Unlike traditional computers that use zeros and ones to encode information, quantum computers implement the principles of quantum physics to perform tasks that once could only be dreamed about. Quantum computers have a broad range of applications and are poised to play a significant role in our world, whether they are used to predict the weather or for the speedy development of prescription drugs.
Yet with quantum computers poised to have a significant impact on society, many questions remain about what these machines will look like commercially. For instance, will they be very expensive, or will they be accessible to consumers? Will they be owned only by large entities like tech companies, universities, joint ventures and the government, or will they be available to modest size companies? When it comes to quantum computers, the list of questions goes on and on.
We have already seen quantum computers becoming more commercially accessible, a seismic shift from just a few years ago.
Some may recall the first quantum computer system D-Wave introduced. This machine had a whopping price tag of about $10 million. However, there has been an evolution in recent years in the market. Within the last year, a Chinese startup, SpinQ, created a quantum computer that sells for under $5,000. Although this is still a steep price compared to standard computers, it demonstrates the substantial move toward making quantum computers affordable.
When people think of quantum computers, they often envision gigantic machines that fill an entire room. For instance, in 2017, a Canadian company named D-Wave created a quantum computing chip that had over 2,000 quantum bits that was housed in a 10-foot tall machine that took up 700 cubic feet. Compare this to the aforementioned quantum computer from SpinQ that can be placed on a desktop. Granted, SpinQ’s computer weighs 121 pounds, so although it can fit on a desktop, the surface must be able to support that weight, and it is hardly portable in the sense of the laptop computers we know today. However, this showcases the ongoing shift in making quantum machines that take up less space, approaching standard computers.
The many uses of quantum computers make them an obvious fit for certain organizations.

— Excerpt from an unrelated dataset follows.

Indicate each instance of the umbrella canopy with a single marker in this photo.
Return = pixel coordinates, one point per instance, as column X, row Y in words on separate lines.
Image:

For example, universities can use them for research purposes when analyzing molecular interactions. Governmental agencies can utilize quantum computers to enhance cybersecurity. From creating financial models to cryptography, the sheer power of quantum computing makes these machines highly desirable as their potential is seemingly limitless. Ultimately, it remains to be seen where quantum computers will find applications in the coming years, and whether there will be a shift that brings these machines into the mainstream. With shrinking price tags and reduction in size, signs indicate there will be more quantum computers in use in the coming years, whether they are used at universities and high schools or in homes—a far cry from where quantum computing was just a few years ago.